Suppose h(x) = f (g(x)) and the graphs of f and g are shown below. Describe the continuity of h at x = 0.
how would you do this if you were given two graphs:
discontinuity at -2,0; point at -1,1; and point at 0,0 (to make a parabola)
then discontinuity at 0,-1; and then continuous points 1,-1; 2,-1, 3,-1....\
G- point at-2,-1; -1,0; discontinuity at 0,1
then point at 2,0; 1,1; 2,0; 3,1; 4,2
h is continuous at x = 0.
h is discontinuous at x = 0 since h(0) is undefined.
h is discontinuous at x = 0 since the limit of h(x) as x approaches 0 does not exist
h is discontinuous at x = 0 since the limit of h(x) as x approaches 0 does not equal 0
Hard to tell which branch of the functions are defined at the discontinuity. That is, where is the solid dot, and where is the open circle?

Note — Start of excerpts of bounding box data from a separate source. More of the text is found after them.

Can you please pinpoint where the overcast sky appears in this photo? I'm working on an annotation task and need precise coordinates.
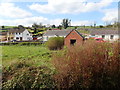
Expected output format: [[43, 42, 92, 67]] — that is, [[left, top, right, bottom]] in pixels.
[[0, 0, 119, 26]]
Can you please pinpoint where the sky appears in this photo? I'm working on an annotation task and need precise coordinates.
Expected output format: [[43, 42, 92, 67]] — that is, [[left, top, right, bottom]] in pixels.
[[0, 0, 119, 26]]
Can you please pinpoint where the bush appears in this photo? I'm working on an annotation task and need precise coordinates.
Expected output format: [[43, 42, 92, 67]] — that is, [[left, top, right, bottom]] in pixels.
[[53, 41, 120, 89], [46, 37, 64, 50], [2, 61, 55, 90]]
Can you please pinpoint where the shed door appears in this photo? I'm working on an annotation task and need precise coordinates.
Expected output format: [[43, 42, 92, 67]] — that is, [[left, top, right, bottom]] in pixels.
[[70, 39, 76, 45], [20, 37, 22, 40]]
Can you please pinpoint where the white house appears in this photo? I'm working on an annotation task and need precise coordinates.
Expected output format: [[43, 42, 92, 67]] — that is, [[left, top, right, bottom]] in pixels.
[[43, 30, 72, 42], [7, 28, 32, 41], [91, 30, 120, 42]]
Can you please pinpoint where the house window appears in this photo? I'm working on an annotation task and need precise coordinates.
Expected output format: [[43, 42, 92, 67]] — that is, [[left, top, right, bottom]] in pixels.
[[102, 35, 105, 38], [16, 37, 19, 39], [110, 35, 114, 39]]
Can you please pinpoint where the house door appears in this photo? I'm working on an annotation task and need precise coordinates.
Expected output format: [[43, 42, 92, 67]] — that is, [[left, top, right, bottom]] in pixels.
[[20, 37, 22, 41], [70, 39, 76, 45]]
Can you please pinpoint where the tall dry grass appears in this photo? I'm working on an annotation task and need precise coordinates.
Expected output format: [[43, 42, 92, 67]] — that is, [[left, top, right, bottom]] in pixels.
[[52, 41, 120, 89]]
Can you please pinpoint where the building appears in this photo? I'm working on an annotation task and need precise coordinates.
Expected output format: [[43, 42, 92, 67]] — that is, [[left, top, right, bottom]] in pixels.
[[7, 28, 32, 41], [43, 30, 71, 42], [91, 30, 119, 42], [43, 30, 84, 46], [0, 32, 7, 42], [64, 30, 84, 47]]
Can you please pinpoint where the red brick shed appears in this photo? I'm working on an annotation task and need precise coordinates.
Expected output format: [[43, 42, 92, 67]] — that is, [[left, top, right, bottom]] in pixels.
[[64, 30, 84, 47]]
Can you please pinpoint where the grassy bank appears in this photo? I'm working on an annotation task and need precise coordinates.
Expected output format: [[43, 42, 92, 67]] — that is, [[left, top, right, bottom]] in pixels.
[[2, 45, 52, 66]]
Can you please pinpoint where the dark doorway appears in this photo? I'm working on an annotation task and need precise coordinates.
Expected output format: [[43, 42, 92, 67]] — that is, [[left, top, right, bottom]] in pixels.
[[70, 39, 76, 45], [20, 37, 22, 41]]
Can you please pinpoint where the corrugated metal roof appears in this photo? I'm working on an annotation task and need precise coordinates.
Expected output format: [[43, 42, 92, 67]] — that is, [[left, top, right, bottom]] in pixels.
[[0, 32, 7, 35], [91, 30, 118, 35], [8, 28, 25, 33], [43, 30, 72, 36]]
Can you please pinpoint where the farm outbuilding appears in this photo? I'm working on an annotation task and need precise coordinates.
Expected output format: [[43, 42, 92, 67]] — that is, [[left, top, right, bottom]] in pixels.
[[43, 30, 84, 47], [64, 30, 84, 47]]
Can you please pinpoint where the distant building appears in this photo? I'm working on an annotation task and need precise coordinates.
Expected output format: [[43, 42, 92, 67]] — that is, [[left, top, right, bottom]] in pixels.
[[91, 30, 120, 41], [43, 30, 84, 47], [0, 32, 7, 42], [7, 28, 32, 41]]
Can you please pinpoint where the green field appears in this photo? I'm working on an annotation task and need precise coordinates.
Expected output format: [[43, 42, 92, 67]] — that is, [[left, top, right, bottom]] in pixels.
[[2, 45, 52, 67]]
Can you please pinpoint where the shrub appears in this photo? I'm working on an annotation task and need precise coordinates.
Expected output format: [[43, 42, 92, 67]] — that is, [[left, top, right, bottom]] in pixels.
[[2, 61, 55, 90], [53, 41, 120, 89], [46, 37, 64, 50]]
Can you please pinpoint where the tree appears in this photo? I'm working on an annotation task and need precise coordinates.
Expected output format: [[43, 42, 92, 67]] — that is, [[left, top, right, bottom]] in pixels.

g(0) is hard to figure, since "discontinuity at 0,1" doesn't give a clear picture. Also, you have (2,0) twice in the list of g's values.
To determine the continuity of h at x = 0 based on the given graphs of f and g, we need to consider two things: the values of f(g(x)) as x approaches 0 and the existence of h(0).
First, let's evaluate f(g(x)) as x approaches 0. Looking at the graph of f, we see that f(g(0)) would be undefined since g(0) is at a point of discontinuity for f. Therefore, we can conclude that h is discontinuous at x = 0 because h(0) is undefined.
Alternatively, we can also consider the limit of h(x) as x approaches 0. To find the limit, we need to evaluate f(g(x)) as x approaches 0 from both the left and the right sides. From the given information, we can see that the values of g(x) approach 0 as x approaches 0 from either side. However, the corresponding values of f(g(x)) do not approach a defined value or they do not approach each other. Therefore, the limit of h(x) as x approaches 0 does not exist. Hence, h is discontinuous at x = 0.
In summary, based on the given graphs, we can conclude that h is discontinuous at x = 0 because h(0) is undefined and the limit of h(x) as x approaches 0 does not exist.